Although not currently approved for the treatment of AR, the efficacy of omalizumab in the treatment of AR has been evaluated in several randomized control trials (RCTs), indicating that it significantly improved nasal and ocular symptom scores and QoL and reduced the need for medication based on a meta-analysis of 12 RCTs of AR patients.^113,114 Preseason omalizumab use significantly reduced the symptom, resulting in improved QoL in seasonal AR patients. ¹¹⁵ Evidence of the efficacy of omalizumab in CRSwNP has been established in successful Phase 3 RCTs. ⁵⁵ In CRSwNP and comorbid asthma, omalizumab binds free tissue and serum IgE and significantly reduces the NP score and severity independent of the presence of allergy. ¹¹⁶ Two Phase III RCTs, POLYP1 and POLYP2, indicate that nasal polyp burden, nasal and CRS-specific symptoms are improved after 4 weeks of post omalizumab use and last for 24 weeks of the treatment period. ¹⁰²

Other biologics for treating AR and CRSwNP are also under studies and evaluations.

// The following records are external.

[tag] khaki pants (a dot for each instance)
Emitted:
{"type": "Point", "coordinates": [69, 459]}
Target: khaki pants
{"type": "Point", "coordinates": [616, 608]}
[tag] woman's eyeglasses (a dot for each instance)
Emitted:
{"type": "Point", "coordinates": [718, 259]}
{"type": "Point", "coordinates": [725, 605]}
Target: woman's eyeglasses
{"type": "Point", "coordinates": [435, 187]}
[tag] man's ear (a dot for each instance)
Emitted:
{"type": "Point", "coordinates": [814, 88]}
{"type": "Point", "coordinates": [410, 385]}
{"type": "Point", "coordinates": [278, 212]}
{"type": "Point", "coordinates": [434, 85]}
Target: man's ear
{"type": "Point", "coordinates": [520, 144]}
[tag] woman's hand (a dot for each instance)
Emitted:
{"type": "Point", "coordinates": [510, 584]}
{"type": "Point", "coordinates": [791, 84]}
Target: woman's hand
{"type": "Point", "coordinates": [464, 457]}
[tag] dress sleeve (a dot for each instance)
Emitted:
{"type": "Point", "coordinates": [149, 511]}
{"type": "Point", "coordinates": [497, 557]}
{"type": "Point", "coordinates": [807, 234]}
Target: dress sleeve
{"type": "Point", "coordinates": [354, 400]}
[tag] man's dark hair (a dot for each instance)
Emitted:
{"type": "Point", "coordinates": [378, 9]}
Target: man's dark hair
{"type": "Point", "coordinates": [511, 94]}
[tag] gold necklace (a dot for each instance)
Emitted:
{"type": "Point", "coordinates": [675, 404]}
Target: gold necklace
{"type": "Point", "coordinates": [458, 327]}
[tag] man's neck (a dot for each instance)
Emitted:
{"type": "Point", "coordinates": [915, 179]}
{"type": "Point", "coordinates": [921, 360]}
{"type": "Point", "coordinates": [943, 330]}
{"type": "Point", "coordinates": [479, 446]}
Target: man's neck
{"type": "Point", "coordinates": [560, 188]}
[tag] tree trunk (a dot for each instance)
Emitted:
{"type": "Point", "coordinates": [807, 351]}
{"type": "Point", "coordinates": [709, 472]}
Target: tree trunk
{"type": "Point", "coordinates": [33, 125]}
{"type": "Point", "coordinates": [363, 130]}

Dupilumab and mepolizumab, together with omalizumab, have been approved in the United States for CRSwNP treatment. Dupilumab, a monoclonal antibody that binds to IL-4Rα, inhibiting IL-4 and IL-13, has shown significantly greater improvement in symptoms in CRSwNP compared to placebo. ¹¹⁷ Reduced total IgE levels have been reported in NP tissue following dupilumab treatment and provide insight into the role IL-4 and IL-13 may play in driving tissue IgE production. ¹¹⁸ Similarly, mepolizumab, an approved anti-IL-5 monoclonal antibody, reduced SE-IgE, is reported in a CRSwNP study. ¹¹⁹ With further ongoing clinical trials of these agents and other anti-type 2 agents, further insights may be gained in the relationship of the various aspects of type 2 inflammation and their relevance to the B lineage cells and IgE production that are found in abundance in CRSwNP.

Conclusions

Research has shed new insights into the role B lineage cells and the IgE they produce in the pathogenesis of AR and CRSwNP. To date, IgE has served as a useful tool for diagnosis of AR and the treatment of AR and CRSwNP as evidenced by the success of anti-IgE biologics in clinical trials. However, the similarities and contrasts in mechanisms leading to the activation of B cells and excess IgE production in both AR and CRSwNP is an area of active investigation and may lead to an improved understanding of how to better prevent and treat these common and chronic nasal inflammatory conditions.